Students examine renewable energy technologies such as solar, wind, hydroelectric, and biomass systems. The course covers energy conversion principles, storage technologies, and integration strategies for sustainable energy solutions. Practical projects involve designing small-scale renewable energy systems.

Advanced Materials Science

This elective provides in-depth knowledge of advanced materials including polymers, ceramics, metals, and composites. Students study material synthesis, characterization techniques, and performance evaluation methods. Laboratory sessions focus on testing mechanical properties and thermal behavior of various materials.
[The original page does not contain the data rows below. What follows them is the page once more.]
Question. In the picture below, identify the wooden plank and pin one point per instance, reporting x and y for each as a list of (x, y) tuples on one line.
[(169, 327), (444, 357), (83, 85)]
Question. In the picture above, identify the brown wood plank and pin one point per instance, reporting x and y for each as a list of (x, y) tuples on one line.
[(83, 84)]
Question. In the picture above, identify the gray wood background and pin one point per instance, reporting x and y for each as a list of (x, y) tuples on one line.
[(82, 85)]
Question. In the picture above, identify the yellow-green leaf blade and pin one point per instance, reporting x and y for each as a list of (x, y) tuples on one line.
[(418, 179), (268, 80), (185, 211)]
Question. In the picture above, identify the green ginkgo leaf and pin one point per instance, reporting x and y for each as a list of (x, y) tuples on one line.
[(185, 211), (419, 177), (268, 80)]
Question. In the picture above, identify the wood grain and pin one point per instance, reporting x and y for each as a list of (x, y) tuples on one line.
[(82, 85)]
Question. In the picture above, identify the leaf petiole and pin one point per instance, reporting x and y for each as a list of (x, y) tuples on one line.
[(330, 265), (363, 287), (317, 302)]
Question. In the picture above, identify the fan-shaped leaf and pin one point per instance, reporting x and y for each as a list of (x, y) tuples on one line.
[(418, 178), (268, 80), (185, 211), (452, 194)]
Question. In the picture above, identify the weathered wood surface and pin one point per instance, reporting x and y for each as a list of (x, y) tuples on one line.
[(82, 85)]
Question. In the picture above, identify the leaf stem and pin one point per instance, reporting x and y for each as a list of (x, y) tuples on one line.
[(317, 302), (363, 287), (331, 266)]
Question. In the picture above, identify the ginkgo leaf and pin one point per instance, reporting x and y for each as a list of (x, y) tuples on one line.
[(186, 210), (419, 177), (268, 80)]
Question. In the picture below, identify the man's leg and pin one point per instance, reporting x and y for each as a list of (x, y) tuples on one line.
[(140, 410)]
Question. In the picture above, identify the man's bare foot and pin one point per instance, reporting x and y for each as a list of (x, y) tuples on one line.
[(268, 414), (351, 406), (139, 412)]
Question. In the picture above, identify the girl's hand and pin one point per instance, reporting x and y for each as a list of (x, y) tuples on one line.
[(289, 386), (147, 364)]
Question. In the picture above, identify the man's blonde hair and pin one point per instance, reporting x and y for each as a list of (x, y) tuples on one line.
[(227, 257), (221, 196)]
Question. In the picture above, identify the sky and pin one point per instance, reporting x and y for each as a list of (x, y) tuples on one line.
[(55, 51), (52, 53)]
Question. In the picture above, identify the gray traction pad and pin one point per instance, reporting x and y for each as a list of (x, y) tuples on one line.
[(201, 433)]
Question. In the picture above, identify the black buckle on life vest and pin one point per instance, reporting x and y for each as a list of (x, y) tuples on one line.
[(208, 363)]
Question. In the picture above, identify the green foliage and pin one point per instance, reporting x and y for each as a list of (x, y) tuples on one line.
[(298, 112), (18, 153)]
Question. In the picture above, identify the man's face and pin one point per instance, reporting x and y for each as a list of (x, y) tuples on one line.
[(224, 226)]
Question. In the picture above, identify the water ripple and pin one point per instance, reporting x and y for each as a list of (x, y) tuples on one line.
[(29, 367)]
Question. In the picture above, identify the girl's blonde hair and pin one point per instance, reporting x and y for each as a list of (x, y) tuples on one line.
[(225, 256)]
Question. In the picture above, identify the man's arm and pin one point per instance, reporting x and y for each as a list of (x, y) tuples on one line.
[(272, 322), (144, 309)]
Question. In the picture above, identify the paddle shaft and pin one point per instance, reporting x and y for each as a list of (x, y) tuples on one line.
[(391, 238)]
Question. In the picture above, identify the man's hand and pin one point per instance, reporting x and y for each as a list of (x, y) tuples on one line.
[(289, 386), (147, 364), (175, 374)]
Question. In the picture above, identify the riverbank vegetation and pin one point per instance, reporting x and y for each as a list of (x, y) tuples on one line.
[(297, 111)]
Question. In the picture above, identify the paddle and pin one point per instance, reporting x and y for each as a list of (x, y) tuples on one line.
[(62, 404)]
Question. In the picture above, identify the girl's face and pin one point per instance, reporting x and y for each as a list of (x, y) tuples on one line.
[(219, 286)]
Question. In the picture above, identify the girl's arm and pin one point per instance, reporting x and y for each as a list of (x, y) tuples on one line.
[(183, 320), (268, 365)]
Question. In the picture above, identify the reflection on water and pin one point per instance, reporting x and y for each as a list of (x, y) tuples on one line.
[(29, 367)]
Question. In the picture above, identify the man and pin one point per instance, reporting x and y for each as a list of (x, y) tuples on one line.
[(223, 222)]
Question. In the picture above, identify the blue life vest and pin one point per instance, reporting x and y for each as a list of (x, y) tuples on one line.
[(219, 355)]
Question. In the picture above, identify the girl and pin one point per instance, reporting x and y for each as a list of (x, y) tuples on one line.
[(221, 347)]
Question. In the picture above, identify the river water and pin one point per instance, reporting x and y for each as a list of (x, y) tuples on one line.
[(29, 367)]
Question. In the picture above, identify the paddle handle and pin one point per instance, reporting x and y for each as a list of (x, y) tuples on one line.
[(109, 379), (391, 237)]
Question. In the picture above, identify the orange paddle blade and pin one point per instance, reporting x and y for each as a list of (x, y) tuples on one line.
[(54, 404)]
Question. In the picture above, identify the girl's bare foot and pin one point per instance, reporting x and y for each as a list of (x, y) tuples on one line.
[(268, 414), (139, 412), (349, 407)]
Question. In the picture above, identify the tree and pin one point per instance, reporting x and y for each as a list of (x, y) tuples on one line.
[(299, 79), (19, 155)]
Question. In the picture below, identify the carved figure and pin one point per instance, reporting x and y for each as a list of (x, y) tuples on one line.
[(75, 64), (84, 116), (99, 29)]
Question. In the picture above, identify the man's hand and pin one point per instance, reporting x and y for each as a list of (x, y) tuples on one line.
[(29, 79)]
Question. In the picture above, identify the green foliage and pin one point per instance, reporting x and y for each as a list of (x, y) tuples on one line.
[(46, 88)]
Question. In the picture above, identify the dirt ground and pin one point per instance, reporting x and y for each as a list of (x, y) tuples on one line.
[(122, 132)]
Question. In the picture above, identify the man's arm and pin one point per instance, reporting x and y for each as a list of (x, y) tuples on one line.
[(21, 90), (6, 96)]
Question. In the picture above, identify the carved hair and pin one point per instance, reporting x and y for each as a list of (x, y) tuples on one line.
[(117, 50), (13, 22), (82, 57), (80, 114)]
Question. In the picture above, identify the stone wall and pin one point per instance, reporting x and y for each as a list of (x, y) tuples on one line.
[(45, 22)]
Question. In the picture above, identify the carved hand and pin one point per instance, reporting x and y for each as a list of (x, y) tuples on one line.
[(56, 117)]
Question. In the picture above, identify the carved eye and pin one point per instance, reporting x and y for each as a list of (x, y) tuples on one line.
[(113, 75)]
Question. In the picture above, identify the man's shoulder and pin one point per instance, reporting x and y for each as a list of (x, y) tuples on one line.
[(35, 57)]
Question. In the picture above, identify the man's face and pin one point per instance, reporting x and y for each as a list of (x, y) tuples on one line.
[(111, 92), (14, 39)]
Process Optimization Techniques

This course teaches optimization algorithms and methodologies applicable to chemical processes. Students learn about linear programming, nonlinear programming, genetic algorithms, and neural networks for process optimization. The curriculum includes case studies from real industrial applications.

Project-Based Learning Philosophy

The department strongly believes in experiential learning through project-based assignments. This approach enhances problem-solving skills, promotes teamwork, and bridges the gap between academic knowledge and industry practices.

Mini-Projects Structure

Mini-projects are assigned during the third and fourth semesters. These projects focus on specific aspects of chemical engineering such as process design, simulation, or experimental analysis. Students work in teams under faculty supervision, developing a comprehensive project report and presentation.

Final-Year Thesis/Capstone Project

The final-year project is a significant undertaking that allows students to integrate their learning into a meaningful research or development initiative. Projects are selected based on student interest and faculty expertise. The thesis involves extensive literature review, experimental work, data analysis, and documentation.

Project Selection Process

Students can choose projects from available options or propose their own ideas after consultation with faculty mentors. Selection criteria include feasibility, relevance to current industry trends, and alignment with student interests. Faculty members guide students in refining their project scope and methodology.